The report laid out several pathways through which funding stress could escalate into systemic instability. One channel is through sharp sovereign bond losses that weaken bank balance sheets and at the same time reduce governments' fiscal capacity to support troubled lenders. Another is an abrupt tightening in financial conditions that forces leveraged investors - including nonbanks, option sellers and entities heavily reliant on leverage such as hedge funds and leveraged exchange-traded funds - into fire sales, potentially producing outsized losses.
The IMF highlighted that hedge fund exposure to interest rate derivatives and sovereign bonds has more than doubled since 2020, reaching over $18 trillion by 2025. Those concentrated positions could magnify market moves if conditions deteriorate.
“Vulnerabilities only get triggered when you have a shock, and the war in the Middle East is really the shock that is unfolding,” said Tobias Adrian, director of the IMF’s monetary and capital markets department, in an interview, underscoring how the conflict is serving as the proximate trigger for the vulnerabilities the report identifies.
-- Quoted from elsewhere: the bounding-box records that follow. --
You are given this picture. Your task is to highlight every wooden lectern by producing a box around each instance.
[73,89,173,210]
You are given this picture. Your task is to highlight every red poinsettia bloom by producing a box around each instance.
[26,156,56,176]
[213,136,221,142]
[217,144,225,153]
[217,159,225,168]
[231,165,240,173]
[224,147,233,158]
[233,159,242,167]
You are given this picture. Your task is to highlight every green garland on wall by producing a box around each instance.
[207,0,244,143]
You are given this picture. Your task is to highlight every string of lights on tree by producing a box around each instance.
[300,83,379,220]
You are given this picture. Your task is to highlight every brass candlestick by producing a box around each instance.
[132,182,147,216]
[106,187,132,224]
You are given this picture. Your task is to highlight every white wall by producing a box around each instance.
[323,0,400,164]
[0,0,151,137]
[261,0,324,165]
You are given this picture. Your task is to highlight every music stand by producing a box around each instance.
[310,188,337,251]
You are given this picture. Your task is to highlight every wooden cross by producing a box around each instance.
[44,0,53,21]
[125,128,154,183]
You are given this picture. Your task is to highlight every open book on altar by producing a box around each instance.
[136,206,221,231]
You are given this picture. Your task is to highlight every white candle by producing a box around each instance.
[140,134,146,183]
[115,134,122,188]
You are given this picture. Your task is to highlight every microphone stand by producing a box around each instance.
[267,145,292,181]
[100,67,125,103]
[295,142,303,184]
Private credit and AI-linked borrowers
The IMF singled out the $3.5 trillion private credit sector for caution, noting that signs of rising borrower defaults in that market could spill over into broader corporate credit concerns. The private lending market has grown in popularity among companies seeking bespoke debt and investors searching for higher yields. However, strains have appeared in the sector since the middle of last year.
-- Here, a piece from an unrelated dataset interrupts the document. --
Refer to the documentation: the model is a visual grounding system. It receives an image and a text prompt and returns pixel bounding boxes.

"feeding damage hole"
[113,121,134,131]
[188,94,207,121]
Several large managers - Blue Owl Capital, Ares Management, Apollo Global, Blackstone, and KKR - have limited redemptions from private credit funds as investor nervousness has risen. The IMF said that to date the turbulence seems limited and could have a contained systemic impact, but it also observed that investors are accelerating redemptions amid worries about deteriorating credit quality.
The fund also warned that an extended conflict could materially slow investment in artificial intelligence, which has been an important growth driver. A slowdown in AI deployment could weigh on firms within the AI ecosystem, particularly those that depend on circular financing arrangements.
Policy recommendations
To reduce the chance of market dysfunction, the IMF urged policymakers to prepare and be ready to activate liquidity and funding facilities. On monetary policy, the fund advised that the priority should remain price stability, and that authorities should closely monitor whether actual inflation starts to feed into inflation expectations.
Fiscal policy advice from the IMF focused on tightening to place public debt on a more stable trajectory, while directing any new spending toward groups most vulnerable to the inflation shock. These measures, the IMF said, would help preserve market confidence and support stability if conditions worsen.
Conclusion
The IMF’s assessment frames the Middle East conflict as a current shock that has already affected market prices and could, if prolonged, expose a range of financial sector vulnerabilities. The fund recommends readiness on both liquidity provision and core policy stances to limit the chance that the initial inflationary impulse evolves into broader financial instability.